We would like to thank PauLLA with support of Université de Pau et des Pays de l’Adour (UPPA) for the server and connectivity and Communauté d’Agglomération de Pau Pyrénées (CDAPP) for the data centre hosting. We would also like to thank OpenStreetMap contributor Christophe Merlet for arranging the donation.

The OpenStreetMap Foundation is a not-for-profit organization, formed in the UK to support the OpenStreetMap Project. It is dedicated to encouraging the growth, development and distribution of free geospatial data and to providing geospatial data for anyone to use and share. The OpenStreetMap Foundation owns and maintains the infrastructure of the OpenStreetMap project. You can support OpenStreetMap by donating to the OpenStreetMap Foundation.

More new servers

Dragon sculpture on the Dragon Bridge in Ljubljana. Photo CC-By-SA, dani_7C3


The OpenStreetMap Foundation, and the Operations Working Group, would like to thank Nokia UK Limited for the donation of some of their redundant server hardware. This hardware has found new purpose in the form of “soup“[1] and “fiddlestick“[2], two new web front end servers. A third server “eustace“[3] will be used initially as a trial web statistics server.

The web front-end servers, soup and fiddlestick, replace puff and fuchur who had performed that role since 2008. Web front-end servers in OpenStreetMap provide the data browser and data layer, as well as user diaries and other “social” functions.

Eustace will debut in a new role for OpenStreetMap by collecting web statistics. The OpenStreetMap Foundation wants to know more about how users experience the OSM web site in an effort to improve the way that OSM services are delivered.

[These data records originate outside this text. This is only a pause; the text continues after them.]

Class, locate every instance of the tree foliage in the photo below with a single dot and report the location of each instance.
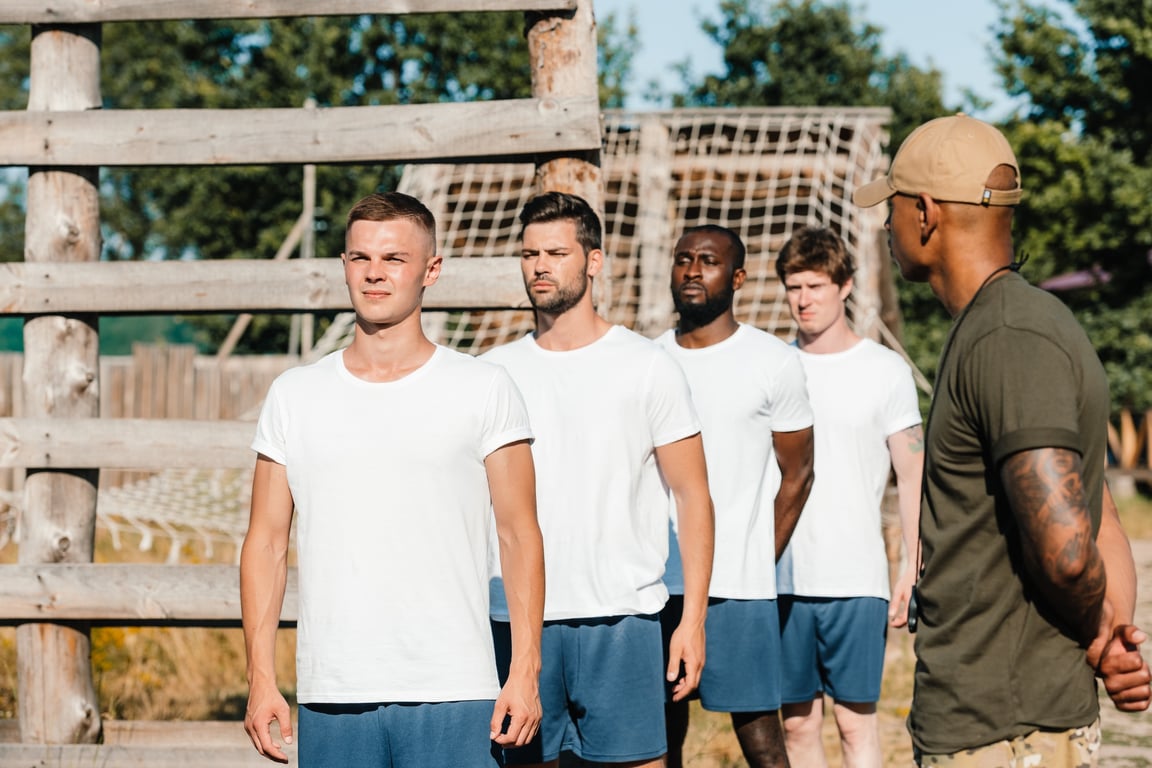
(810, 53)
(1084, 144)
(247, 212)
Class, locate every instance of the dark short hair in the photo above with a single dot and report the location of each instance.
(562, 206)
(816, 249)
(388, 206)
(734, 241)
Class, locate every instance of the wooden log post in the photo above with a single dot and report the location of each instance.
(562, 51)
(57, 696)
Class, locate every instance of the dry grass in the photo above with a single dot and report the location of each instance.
(198, 674)
(161, 673)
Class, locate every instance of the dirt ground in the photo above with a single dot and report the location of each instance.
(1127, 737)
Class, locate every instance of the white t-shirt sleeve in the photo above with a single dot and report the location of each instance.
(903, 409)
(271, 427)
(671, 412)
(790, 407)
(505, 413)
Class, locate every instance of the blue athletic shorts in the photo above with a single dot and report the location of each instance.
(442, 735)
(601, 686)
(833, 645)
(742, 653)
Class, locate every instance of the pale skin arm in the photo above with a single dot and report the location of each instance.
(683, 469)
(1046, 493)
(1115, 654)
(907, 450)
(263, 575)
(512, 483)
(794, 456)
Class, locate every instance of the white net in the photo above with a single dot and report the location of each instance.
(763, 173)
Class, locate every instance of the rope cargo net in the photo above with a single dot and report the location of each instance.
(763, 173)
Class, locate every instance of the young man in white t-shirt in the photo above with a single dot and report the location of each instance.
(394, 454)
(833, 579)
(613, 420)
(751, 397)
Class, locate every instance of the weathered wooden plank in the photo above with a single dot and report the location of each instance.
(72, 12)
(57, 699)
(234, 284)
(126, 443)
(42, 755)
(209, 137)
(158, 732)
(134, 593)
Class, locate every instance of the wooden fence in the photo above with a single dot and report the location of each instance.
(55, 593)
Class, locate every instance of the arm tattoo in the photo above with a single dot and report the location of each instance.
(1046, 493)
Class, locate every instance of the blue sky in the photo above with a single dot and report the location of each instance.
(953, 37)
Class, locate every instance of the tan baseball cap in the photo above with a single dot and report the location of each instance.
(949, 159)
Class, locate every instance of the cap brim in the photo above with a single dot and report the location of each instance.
(873, 192)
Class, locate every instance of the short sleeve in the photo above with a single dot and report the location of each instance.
(902, 407)
(668, 401)
(1022, 393)
(790, 408)
(505, 418)
(272, 427)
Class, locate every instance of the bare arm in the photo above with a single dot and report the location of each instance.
(512, 483)
(1116, 654)
(682, 465)
(794, 456)
(907, 450)
(263, 575)
(1045, 489)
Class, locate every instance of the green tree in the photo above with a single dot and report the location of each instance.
(1084, 143)
(810, 53)
(247, 212)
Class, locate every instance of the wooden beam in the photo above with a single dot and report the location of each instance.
(233, 286)
(57, 697)
(112, 755)
(133, 593)
(126, 443)
(70, 12)
(210, 137)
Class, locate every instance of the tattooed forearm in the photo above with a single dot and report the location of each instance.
(1046, 494)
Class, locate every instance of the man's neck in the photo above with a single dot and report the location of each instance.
(577, 327)
(836, 337)
(387, 354)
(692, 336)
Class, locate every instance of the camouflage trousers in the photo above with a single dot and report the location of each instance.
(1077, 747)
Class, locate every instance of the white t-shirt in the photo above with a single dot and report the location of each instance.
(744, 388)
(861, 396)
(393, 514)
(598, 413)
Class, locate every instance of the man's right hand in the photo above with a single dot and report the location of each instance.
(1124, 671)
(265, 704)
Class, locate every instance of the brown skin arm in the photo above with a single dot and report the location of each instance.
(512, 483)
(682, 465)
(794, 456)
(1046, 493)
(263, 576)
(907, 451)
(1115, 655)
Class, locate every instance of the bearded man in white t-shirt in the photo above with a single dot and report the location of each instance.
(833, 578)
(615, 430)
(750, 393)
(394, 455)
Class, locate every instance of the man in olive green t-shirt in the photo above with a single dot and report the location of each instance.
(1016, 605)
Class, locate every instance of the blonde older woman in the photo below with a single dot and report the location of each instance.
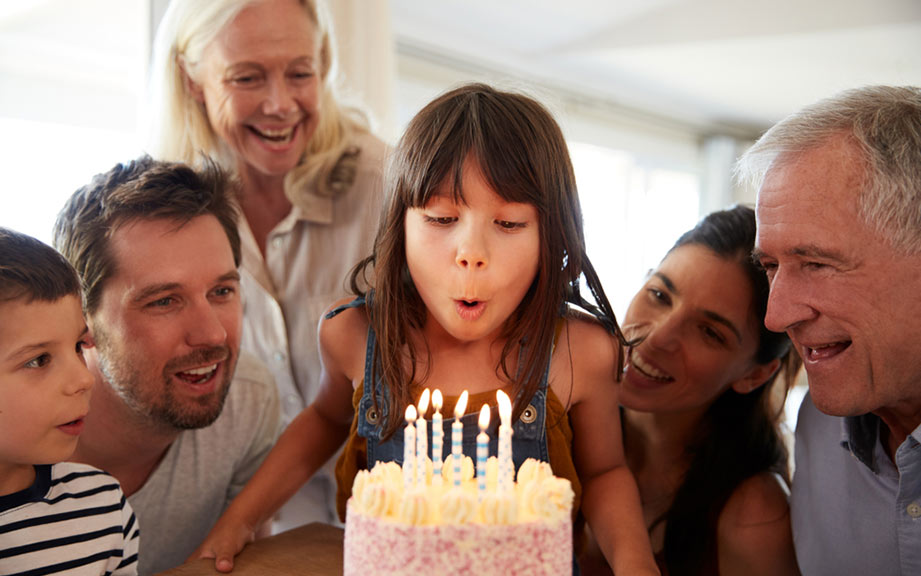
(251, 84)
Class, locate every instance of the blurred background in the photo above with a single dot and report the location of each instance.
(657, 97)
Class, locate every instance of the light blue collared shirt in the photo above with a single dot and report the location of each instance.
(854, 511)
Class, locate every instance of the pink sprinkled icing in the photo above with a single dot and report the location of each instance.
(384, 547)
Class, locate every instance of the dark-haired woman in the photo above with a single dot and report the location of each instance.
(700, 420)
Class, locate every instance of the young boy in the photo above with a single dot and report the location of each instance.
(54, 516)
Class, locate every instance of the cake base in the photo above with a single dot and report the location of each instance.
(383, 547)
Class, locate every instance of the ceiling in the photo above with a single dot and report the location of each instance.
(730, 64)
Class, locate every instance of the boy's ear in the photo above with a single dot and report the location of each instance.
(191, 86)
(756, 377)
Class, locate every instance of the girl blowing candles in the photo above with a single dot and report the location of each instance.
(474, 266)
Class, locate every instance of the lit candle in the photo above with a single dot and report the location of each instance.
(409, 448)
(422, 439)
(506, 468)
(438, 434)
(482, 449)
(457, 436)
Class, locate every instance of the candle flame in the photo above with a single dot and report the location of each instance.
(505, 407)
(461, 406)
(424, 402)
(484, 417)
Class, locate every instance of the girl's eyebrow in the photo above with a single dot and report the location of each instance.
(668, 283)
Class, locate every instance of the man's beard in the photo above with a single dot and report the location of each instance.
(158, 403)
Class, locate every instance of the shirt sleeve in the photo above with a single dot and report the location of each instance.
(261, 404)
(127, 564)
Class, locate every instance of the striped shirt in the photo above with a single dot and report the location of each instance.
(73, 520)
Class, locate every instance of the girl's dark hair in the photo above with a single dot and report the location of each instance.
(740, 435)
(521, 152)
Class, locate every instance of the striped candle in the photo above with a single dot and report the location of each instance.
(438, 434)
(506, 468)
(482, 450)
(409, 448)
(457, 436)
(422, 439)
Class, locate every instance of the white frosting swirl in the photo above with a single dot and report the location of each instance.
(458, 506)
(496, 508)
(414, 509)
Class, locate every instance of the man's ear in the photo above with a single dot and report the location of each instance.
(756, 377)
(191, 86)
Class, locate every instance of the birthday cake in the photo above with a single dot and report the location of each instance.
(440, 527)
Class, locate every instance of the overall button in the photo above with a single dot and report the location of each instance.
(914, 510)
(529, 414)
(372, 416)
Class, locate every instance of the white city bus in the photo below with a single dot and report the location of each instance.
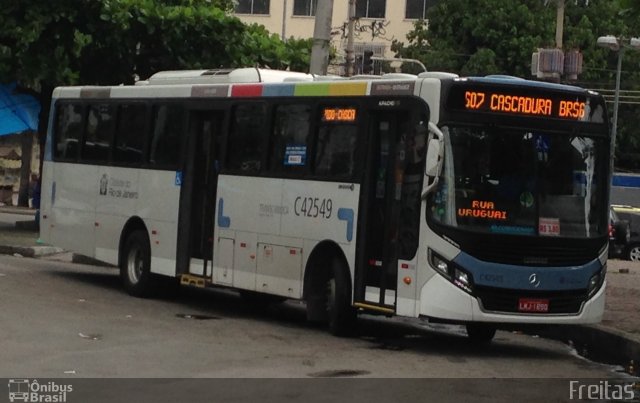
(479, 201)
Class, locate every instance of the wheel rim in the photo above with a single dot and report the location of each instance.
(134, 264)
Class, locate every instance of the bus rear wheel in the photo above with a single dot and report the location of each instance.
(135, 265)
(341, 314)
(480, 333)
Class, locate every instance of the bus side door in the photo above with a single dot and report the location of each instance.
(197, 199)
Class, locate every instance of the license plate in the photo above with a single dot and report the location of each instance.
(533, 305)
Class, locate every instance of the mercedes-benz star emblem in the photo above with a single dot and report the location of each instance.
(533, 280)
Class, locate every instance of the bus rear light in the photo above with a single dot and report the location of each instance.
(596, 281)
(438, 263)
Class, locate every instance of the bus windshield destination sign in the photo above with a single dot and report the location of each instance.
(339, 115)
(524, 105)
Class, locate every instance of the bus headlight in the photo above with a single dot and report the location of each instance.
(596, 281)
(459, 277)
(439, 264)
(463, 280)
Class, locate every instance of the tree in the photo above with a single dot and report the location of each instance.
(489, 36)
(44, 44)
(479, 37)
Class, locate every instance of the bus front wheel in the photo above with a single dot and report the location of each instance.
(135, 265)
(480, 333)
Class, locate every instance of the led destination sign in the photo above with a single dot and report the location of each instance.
(339, 115)
(524, 105)
(525, 102)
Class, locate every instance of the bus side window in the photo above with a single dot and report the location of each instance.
(244, 145)
(130, 134)
(98, 133)
(289, 148)
(166, 135)
(68, 129)
(335, 151)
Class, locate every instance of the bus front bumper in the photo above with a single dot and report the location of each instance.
(440, 299)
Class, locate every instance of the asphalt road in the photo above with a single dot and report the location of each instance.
(72, 321)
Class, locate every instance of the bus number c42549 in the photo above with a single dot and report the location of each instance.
(313, 207)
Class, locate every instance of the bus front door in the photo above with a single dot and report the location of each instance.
(390, 207)
(197, 199)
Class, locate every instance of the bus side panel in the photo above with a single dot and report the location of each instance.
(157, 205)
(318, 211)
(47, 193)
(244, 206)
(73, 207)
(117, 200)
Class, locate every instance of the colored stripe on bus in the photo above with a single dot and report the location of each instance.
(279, 90)
(348, 89)
(626, 181)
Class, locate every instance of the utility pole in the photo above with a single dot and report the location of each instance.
(559, 23)
(321, 38)
(283, 35)
(350, 51)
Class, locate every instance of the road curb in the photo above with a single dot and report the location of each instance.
(30, 251)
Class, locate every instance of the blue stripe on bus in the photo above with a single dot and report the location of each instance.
(520, 277)
(223, 221)
(346, 214)
(626, 181)
(278, 90)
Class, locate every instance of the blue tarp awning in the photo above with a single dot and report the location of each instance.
(18, 112)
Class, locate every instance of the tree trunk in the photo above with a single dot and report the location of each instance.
(46, 91)
(26, 144)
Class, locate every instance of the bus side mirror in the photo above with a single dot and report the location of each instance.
(433, 158)
(433, 163)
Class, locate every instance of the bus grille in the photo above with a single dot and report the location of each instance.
(520, 252)
(501, 300)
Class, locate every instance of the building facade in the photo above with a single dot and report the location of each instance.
(378, 23)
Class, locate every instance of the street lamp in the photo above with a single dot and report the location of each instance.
(617, 45)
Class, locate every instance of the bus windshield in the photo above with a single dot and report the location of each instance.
(521, 182)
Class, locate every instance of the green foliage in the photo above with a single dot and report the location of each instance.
(479, 37)
(65, 42)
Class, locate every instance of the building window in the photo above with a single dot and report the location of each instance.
(304, 7)
(252, 7)
(371, 8)
(417, 9)
(99, 132)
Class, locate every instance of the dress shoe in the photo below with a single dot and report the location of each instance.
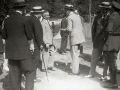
(89, 76)
(111, 86)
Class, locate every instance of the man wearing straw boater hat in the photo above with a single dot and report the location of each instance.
(76, 37)
(36, 28)
(99, 22)
(17, 49)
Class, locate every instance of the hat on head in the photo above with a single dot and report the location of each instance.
(37, 9)
(105, 5)
(69, 7)
(116, 5)
(19, 3)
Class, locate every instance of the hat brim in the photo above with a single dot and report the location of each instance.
(23, 5)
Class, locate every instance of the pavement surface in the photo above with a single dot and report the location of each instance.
(60, 79)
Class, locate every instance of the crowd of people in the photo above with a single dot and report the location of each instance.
(28, 37)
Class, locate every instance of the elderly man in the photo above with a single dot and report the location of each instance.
(96, 28)
(37, 31)
(76, 37)
(48, 41)
(17, 48)
(112, 46)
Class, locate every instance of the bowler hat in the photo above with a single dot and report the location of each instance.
(37, 9)
(69, 7)
(105, 5)
(19, 3)
(116, 5)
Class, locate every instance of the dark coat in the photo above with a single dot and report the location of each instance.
(1, 42)
(37, 31)
(113, 42)
(16, 36)
(96, 28)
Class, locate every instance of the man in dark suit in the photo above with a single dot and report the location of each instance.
(17, 48)
(112, 46)
(64, 34)
(36, 29)
(96, 28)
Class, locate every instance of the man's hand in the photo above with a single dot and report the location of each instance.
(47, 45)
(32, 47)
(41, 46)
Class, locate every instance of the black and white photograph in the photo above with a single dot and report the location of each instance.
(59, 44)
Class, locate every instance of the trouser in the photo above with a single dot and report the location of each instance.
(75, 52)
(16, 68)
(1, 63)
(96, 53)
(64, 43)
(111, 57)
(47, 62)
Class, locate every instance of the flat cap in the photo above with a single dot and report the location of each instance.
(116, 5)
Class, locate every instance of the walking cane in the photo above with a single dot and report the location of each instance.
(44, 65)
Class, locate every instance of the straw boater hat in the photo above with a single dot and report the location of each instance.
(116, 5)
(105, 5)
(37, 9)
(69, 7)
(19, 3)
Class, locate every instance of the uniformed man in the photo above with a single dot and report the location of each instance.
(47, 63)
(17, 48)
(112, 46)
(76, 37)
(97, 26)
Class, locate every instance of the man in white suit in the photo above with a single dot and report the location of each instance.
(47, 39)
(76, 37)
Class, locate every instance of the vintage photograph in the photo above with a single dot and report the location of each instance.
(59, 44)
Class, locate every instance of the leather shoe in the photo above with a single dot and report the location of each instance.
(111, 86)
(89, 76)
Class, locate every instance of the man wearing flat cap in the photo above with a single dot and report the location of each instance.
(99, 22)
(112, 45)
(17, 48)
(36, 29)
(76, 37)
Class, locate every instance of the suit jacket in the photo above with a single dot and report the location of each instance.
(96, 28)
(47, 32)
(113, 42)
(75, 28)
(64, 24)
(16, 36)
(36, 28)
(1, 42)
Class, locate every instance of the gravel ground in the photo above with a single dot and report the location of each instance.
(60, 80)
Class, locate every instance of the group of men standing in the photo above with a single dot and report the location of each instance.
(106, 40)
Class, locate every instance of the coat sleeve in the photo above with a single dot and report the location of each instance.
(69, 27)
(3, 31)
(45, 40)
(28, 31)
(38, 32)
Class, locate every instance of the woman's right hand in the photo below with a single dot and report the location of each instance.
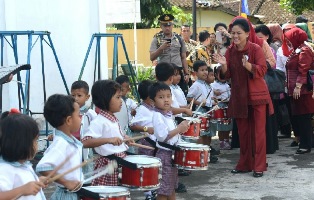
(32, 188)
(219, 59)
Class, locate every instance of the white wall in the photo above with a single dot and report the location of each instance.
(71, 23)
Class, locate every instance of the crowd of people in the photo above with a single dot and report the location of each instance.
(224, 70)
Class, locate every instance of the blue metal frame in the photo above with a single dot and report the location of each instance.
(41, 35)
(116, 37)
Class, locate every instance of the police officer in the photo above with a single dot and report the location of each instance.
(169, 47)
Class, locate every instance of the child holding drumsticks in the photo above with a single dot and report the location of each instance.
(18, 145)
(104, 133)
(63, 113)
(165, 131)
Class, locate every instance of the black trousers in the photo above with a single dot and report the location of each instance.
(302, 126)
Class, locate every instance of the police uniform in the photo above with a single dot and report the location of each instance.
(173, 53)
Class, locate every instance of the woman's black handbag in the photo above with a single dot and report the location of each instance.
(275, 80)
(310, 79)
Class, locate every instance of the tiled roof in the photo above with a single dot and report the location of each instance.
(270, 10)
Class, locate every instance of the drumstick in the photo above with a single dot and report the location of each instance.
(135, 138)
(142, 146)
(70, 170)
(191, 104)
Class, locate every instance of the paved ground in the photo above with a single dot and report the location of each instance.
(289, 176)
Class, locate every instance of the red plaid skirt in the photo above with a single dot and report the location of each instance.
(108, 179)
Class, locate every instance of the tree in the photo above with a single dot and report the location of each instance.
(297, 6)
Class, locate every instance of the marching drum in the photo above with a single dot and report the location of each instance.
(205, 120)
(192, 156)
(109, 192)
(194, 130)
(146, 176)
(220, 114)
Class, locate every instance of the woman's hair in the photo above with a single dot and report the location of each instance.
(265, 31)
(156, 87)
(17, 135)
(103, 91)
(57, 108)
(244, 25)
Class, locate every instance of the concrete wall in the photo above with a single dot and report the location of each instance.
(71, 24)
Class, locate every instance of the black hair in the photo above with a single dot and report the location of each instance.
(80, 85)
(242, 23)
(103, 91)
(197, 64)
(156, 87)
(203, 35)
(57, 108)
(265, 31)
(185, 26)
(164, 71)
(123, 79)
(143, 88)
(17, 135)
(220, 24)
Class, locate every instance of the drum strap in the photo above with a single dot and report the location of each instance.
(86, 193)
(169, 146)
(122, 162)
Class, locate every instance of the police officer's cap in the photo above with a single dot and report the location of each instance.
(166, 19)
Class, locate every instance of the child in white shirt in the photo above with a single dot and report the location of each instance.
(19, 134)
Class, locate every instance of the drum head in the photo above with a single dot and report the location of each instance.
(142, 160)
(109, 191)
(187, 145)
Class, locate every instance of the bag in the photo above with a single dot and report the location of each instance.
(275, 80)
(310, 79)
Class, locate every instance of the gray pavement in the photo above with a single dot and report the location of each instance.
(289, 176)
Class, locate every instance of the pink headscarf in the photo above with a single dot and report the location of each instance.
(252, 36)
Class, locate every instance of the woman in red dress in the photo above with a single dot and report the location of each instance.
(245, 64)
(301, 99)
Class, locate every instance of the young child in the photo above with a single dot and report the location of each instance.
(202, 90)
(80, 92)
(175, 88)
(18, 145)
(127, 111)
(63, 113)
(164, 73)
(222, 95)
(165, 131)
(104, 133)
(142, 122)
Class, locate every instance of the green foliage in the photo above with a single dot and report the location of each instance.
(297, 6)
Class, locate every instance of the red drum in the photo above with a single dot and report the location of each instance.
(109, 192)
(192, 156)
(220, 114)
(146, 177)
(195, 128)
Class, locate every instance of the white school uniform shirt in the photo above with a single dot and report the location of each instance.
(102, 127)
(200, 87)
(61, 147)
(179, 95)
(144, 117)
(163, 124)
(223, 88)
(130, 104)
(15, 174)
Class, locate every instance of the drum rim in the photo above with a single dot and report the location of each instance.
(126, 191)
(157, 164)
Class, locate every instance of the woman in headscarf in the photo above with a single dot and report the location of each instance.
(245, 64)
(302, 100)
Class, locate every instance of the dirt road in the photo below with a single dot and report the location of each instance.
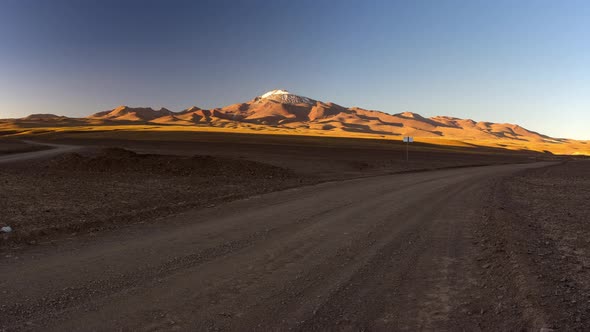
(55, 149)
(381, 253)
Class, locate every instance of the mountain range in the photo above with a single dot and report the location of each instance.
(279, 109)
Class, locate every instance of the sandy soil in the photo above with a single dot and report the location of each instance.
(392, 252)
(14, 146)
(534, 251)
(104, 188)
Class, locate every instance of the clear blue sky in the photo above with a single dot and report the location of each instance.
(525, 62)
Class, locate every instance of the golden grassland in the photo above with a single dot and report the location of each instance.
(183, 133)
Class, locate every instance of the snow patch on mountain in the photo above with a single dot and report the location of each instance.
(285, 97)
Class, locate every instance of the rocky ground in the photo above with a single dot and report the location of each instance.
(102, 189)
(534, 255)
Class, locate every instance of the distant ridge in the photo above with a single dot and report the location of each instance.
(290, 112)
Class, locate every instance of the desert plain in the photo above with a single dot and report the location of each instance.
(205, 230)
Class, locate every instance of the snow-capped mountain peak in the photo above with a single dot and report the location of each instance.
(285, 97)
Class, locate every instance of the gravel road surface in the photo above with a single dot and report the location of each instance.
(381, 253)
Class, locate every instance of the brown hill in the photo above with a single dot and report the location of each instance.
(126, 113)
(281, 110)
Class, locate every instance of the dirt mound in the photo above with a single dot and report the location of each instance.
(115, 160)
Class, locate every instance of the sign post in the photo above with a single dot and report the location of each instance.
(408, 140)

[1] Character from The Clangers, a UK children’s TV programme.
[2] Strangewood (1999): Fiddlestick, a small musically emotive dragon.
[3] Turns into a dragon in The Voyage of the Dawn Treader (Chronicles of Narnia) after slipping on a gold bracelet.

Introducing Zark

Zark, during installation.

Zark is the newest OpenStreetMap server. Give Zark a warm welcome. Continuing the in the tradition of naming OSM servers after dragons, the name “Zark” is taken from the Eidolon Chronicles/Shadow World books by Jane Johnson.

The first task for Zark will be to serve as a trial / evaluation server for the OWL – OpenStreetMap Watch List service. OWL’s popularity on the dev server has lead to performance problems and long update delays. After more than a year of development and increasing popularity of OWL’s ability to follow local changes without distracting “Big” changesets, moving OWL to Zark will make this service even more effective for mappers.

Many thanks to bitfolk.com for donating this server.